Ainsi, au plan économique, par la corruption, la surfacturation, le népotisme et la délinquance financière, les masses laborieuses vivent dans leur chair et dans leur conscience les affres de la pauvreté et du dénuement complet.

– Dans le domaine politique, l’affairisme, le mensonge, le parentalisme, le concubinage, la débauche sexuelle et politique ont été, entre autres vices, semés et développés par ceux qui chantent la démocratie mais qui sympathisent avec le diable pour spolier notre peuple travailleur. La politique rétrograde et sans lisibilité aucune, a fini par faire de la politique le moyen rapide de se construire des châteaux en Espagne. Même si l’on sait que c’est pourquoi, les crimes économiques et politiques passent pour relevant de la «nature humaine». L’irresponsabilité se cultive de plus en plus aux dépens de la justice et de l’équité sociale.



– Sur le plan du travail, la fainéantise s’est cultivée en mode de vie à telle enseigne que les gens qui veulent bien faire sont présentés comme des «chercheurs de nom», les «seuls bâtisseurs». Il suffit de se rendre dans les services administratifs pour voir la bamboula et l’oisiveté régner en maîtresses absolues.

– À l’école, la désertification bat son plein.

– Point n’est besoin de dire que nos hôpitaux sont devenus des mouroirs pour tous ceux qui sont pauvres. Pendant que dans ces centres de santé, l’affairisme et le clientélisme se meuvent comme des cirques, les blouses blanches donnent rendez-vous dans les cliniques privées qui les paient bien et où les soins sont surévalués. Sans renoncer au moindre centime de leurs salaires ! Le constat ici, c’est que le Malien moyen n’a plus droit aux soins, parce que laissé pour compte.

– Dans le domaine de la sécurité, les «démocrates», pour des raisons inavouables, ont travaillé à phagocyter sérieusement notre système de défense et de sécurité.

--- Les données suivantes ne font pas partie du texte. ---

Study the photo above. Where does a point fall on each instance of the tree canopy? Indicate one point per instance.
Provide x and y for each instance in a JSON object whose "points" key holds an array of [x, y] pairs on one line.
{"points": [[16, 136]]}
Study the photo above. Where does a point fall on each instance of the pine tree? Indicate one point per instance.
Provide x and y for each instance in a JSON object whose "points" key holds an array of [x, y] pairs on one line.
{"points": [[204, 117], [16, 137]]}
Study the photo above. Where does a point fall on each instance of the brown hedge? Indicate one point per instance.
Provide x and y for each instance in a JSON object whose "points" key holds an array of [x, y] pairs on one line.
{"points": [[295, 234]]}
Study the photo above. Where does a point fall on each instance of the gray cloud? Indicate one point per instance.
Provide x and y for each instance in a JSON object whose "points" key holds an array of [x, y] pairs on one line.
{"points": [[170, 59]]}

En faisant une analyse critique de l’état de santé de notre «démocratie» conquise de haute lutte et au prix de sacrifices ultimes, l’on ne peut s’empêcher de constater que la «démocratie des démocrates maliens» a mis le Mali à terre et cela dans tous les domaines. Aujourd’hui, par la faute de ces démocrates sans foi ni loi, notre pays est devenu méconnaissable. Tout le monde dit ça ne va pas. Mais on n’ose pas en situer les responsabilités. Plutôt, se contente-t-on de ce verbiage creux qui consiste à dire que tous «les Maliens sont responsables». Comment qualifier cette affirmation si ce n’est qu’elle fait montre de malhonnêteté viscérale !



En refusant de s’autocritiquer, nos démocrates font une fuite en avant irresponsable. Cette attitude prouve suffisamment qu’ils n’ont rien de crédible à proposer à notre peuple travailleur.

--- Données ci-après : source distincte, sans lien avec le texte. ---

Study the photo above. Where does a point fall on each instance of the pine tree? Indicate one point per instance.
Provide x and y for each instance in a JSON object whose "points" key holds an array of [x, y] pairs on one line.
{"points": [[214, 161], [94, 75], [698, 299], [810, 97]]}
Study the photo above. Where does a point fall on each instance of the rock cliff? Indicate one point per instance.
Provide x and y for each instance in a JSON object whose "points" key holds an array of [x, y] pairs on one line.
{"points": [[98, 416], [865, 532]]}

Ces «démocrates» ont véritablement un seul souci: celui d’être notés ‘’bien’’ par leur communauté internationale.

Pendant ce temps, notre peuple travailleur meurt de tous les maux à tel point que le travail est de plus en plus aliénant pour lui. Il est donc tout à fait aisé de constater que les colonialistes qui sucent le sang de nos masses travailleuses en complicité avec leurs valets nationaux noteront toujours avec le «satisfecit» leurs représentants en Afrique et donc avant tout au Mali. C’est pourquoi, ils ont coutume de dire que «la démocratie» malienne est un exemple à suivre et que le Mali est un bon élève de la «démocratie».

Il faut simplement dire ici que ces grands chantres de la démocratie se moquent ainsi de notre peuple travailleur. La suite logique est connue: le Mali est vraiment à genou, en tout cas notre peuple a faim, soif, est mal logé et mal soigné.

Aussi, dans les faits, le Mali est à nouveau balkanisé. Par la faute des démocrates totalement discrédités aux yeux des Maliens mais bien appréciés par la France coloniale et ses amis euro- américains.

Pour tout dire à ce sujet, lisons Sékou Touré: «Quand tu es félicité par les colons c’est que tu es mauvais pour ton peuple. Quand ils disent que tu es mauvais, c’est que tu es bon pour ton peuple. Le jour où ils diront que je suis bon, c’est que je vous ai trahis.»

Il apparaît donc clairement que les «démocrates» maliens tapis dans la classe politique malienne ne peuvent servir utilement le peuple travailleur du Mali. Cela signifie qu’il faut dès à présent procéder à la recomposition et à la transformation radicale de cette classe politique dans son écrasante majorité.

Pour le meilleur devenir de notre peuple travailleur.